Конечно, является. Только тут надо, понимаете, меньше верить самому Достоевскому, который говорит: «Как я писал бы! Если бы у меня было время, если бы у меня были средства, если бы я обладал состоянием и возможностями Тургенева, то уж вот я писал бы так, что у всех бы глаза лопнули!» Ну конечно, нарочито небрежный и до некоторой степени корявый стиль Достоевского, где все герои говорят одинаково (или во всяком случае — многие), где авторская интонация сквозит то в одной, то в другой речи… Я уж не говорю о том, что иногда он путается и путает имена. И при этом он нарочито, мне кажется, памфлетен иногда действительно; мало пейзажей, мало описаний, много оценок прямых. Это тоже такой стиль.

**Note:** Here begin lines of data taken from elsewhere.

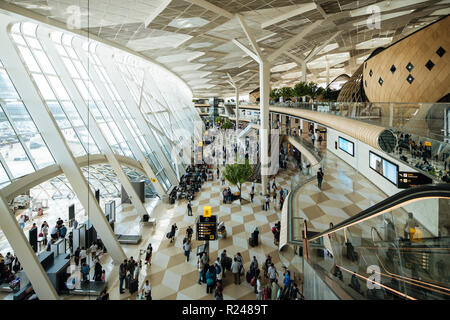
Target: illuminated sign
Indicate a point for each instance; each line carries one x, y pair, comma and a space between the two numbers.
206, 228
412, 179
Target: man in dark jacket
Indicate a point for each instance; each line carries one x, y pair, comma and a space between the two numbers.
122, 274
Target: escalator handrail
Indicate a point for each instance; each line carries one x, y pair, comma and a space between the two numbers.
441, 190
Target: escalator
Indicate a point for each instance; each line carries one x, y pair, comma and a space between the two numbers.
397, 249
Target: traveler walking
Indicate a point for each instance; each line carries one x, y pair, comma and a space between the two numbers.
275, 289
258, 288
210, 279
189, 205
187, 249
200, 267
319, 178
218, 270
148, 254
235, 271
147, 290
273, 273
122, 274
267, 201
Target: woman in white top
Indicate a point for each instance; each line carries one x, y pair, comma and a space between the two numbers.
147, 290
83, 255
258, 288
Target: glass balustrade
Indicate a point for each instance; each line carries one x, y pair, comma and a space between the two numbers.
403, 253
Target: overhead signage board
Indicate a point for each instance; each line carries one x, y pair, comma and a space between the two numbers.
206, 228
412, 179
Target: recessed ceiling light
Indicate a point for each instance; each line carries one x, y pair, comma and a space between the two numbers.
184, 23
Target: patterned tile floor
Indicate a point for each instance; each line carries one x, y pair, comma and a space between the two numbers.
344, 193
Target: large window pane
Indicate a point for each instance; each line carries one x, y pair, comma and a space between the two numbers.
58, 114
16, 158
39, 151
7, 90
3, 176
72, 113
73, 142
29, 59
43, 86
87, 140
20, 117
58, 88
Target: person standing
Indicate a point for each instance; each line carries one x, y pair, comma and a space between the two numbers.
147, 290
122, 275
240, 260
200, 267
235, 271
254, 264
148, 254
22, 221
76, 256
223, 259
44, 231
287, 282
187, 249
210, 279
267, 199
273, 274
172, 232
258, 288
218, 271
275, 289
319, 178
189, 208
219, 292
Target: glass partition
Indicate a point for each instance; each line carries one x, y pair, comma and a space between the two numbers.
402, 253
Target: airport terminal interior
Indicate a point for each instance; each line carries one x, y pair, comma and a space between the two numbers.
224, 150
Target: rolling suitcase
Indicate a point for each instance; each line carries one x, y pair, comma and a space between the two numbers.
248, 276
133, 286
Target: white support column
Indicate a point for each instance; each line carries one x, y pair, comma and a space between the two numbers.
139, 119
304, 71
237, 107
56, 142
328, 74
27, 257
264, 85
87, 117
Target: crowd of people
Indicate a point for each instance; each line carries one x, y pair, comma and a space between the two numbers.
191, 182
422, 157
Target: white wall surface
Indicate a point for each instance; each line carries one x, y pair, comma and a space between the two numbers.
426, 212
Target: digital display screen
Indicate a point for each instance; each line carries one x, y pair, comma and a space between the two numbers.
346, 146
384, 167
206, 228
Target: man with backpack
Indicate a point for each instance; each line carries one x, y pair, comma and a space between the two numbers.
122, 274
273, 273
218, 270
189, 208
319, 178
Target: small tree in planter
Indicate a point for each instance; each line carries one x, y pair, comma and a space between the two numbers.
227, 124
237, 174
287, 93
274, 95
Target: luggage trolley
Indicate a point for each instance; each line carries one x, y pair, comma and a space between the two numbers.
221, 230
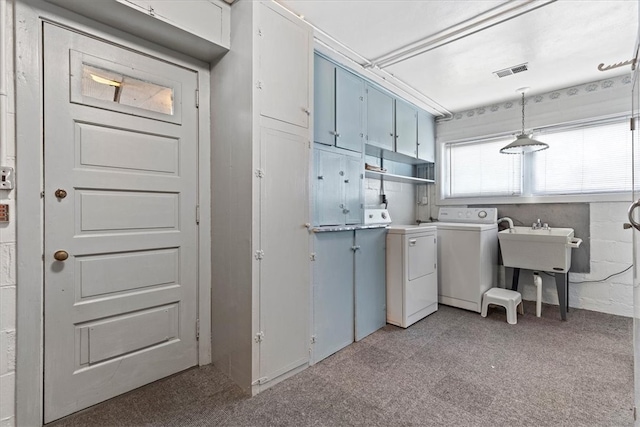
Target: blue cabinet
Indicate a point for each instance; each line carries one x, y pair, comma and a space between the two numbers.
333, 297
370, 289
349, 288
338, 106
380, 132
338, 188
406, 129
324, 101
426, 137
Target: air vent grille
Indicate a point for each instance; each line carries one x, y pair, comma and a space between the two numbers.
512, 70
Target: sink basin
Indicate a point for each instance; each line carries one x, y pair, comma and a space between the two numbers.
541, 250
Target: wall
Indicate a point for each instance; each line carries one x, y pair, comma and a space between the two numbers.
7, 230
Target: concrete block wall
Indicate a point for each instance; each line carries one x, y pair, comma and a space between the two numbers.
611, 252
7, 234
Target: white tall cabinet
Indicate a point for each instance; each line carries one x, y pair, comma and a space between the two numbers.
261, 129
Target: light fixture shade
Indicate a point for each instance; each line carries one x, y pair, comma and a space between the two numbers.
524, 144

Понимаете, если бы проза Достоевского была менее корявой, если бы она была по-флоберовски филигранна, мы бы меньше этому верили. И кто вообще сказал, что хорошая стилистика — это непременно стилистика нейтральная, это обязательно гладкопись? Да ничего подобного! И у Тургенева, кстати говоря, если на то пошло, гладкописи-то особенной нет. Вот Тургенев — при всём своём эстетстве — он довольно неровный писатель. Вы перечитайте такие вещи, как «Пунин и Бабурин» или «Часы» (любимые мои, кстати, рассказы), или «Гамлет Щигровского уезда». И вы обратите внимание на то, что всегда видно, когда ему интересно, а когда — нет. И это же очень чувствуется и в «Отцах и детях». Конечно, он научил всю французскую литературу писать изящно и коротко, но вместе с тем его темперамент (а он был человек довольно, что уж там, неровный тоже), темперамент никуда не спрячешь. Поэтому шероховатости стилистические и определённые даже, я бы сказал, диссонансы — они необходимы, потому что без этого мы не встанем на позицию автора.
Когда мы читаем Достоевского, мы слышим его диктовку, его захлёбывающийся шепоток, мы слышим, когда затянулся, а когда прихлебнул чаю. Он всегда, как вы помните, дико крепкий чай всё это время пил, холодный, и курил непрерывно свой турецкий табак. Мы понимаем речь Достоевского. И нам не нужно, чтобы она была безупречна.
И конечно, если бы у него была возможность (а она у него была) выглаживать стиль, он бы к этому не прибегнул. Он очень дорожил импровизационностью. Понимаете, ему же не просто потому нравилось диктовать, что он ленился писать. Нет, ему нравилась такая спонтанность. Перечитайте «Дневник писателя». «Дневник писателя» ведь как раз тем и замечателен, что это проза во многих отношениях спонтанная, я бы сказал — иногда слишком невыдержанная. Мы понимаем, что там многое вылилось на бумагу так, как оно подумалось даже, а не так, как сказалось, потому что прежде чем сказать, человек всё-таки думает. А здесь это странный такой фонтан, вулкан. И мне кажется, он от многого бы отказался, но он хотел воспроизвести живой процесс речи. Это было, как ни странно, близко к автоматическому письму сюрреалистов, которые очень уважали именно практику спонтанного высказывания, поэтому они так высоко ценили, скажем, прозу душевнобольных.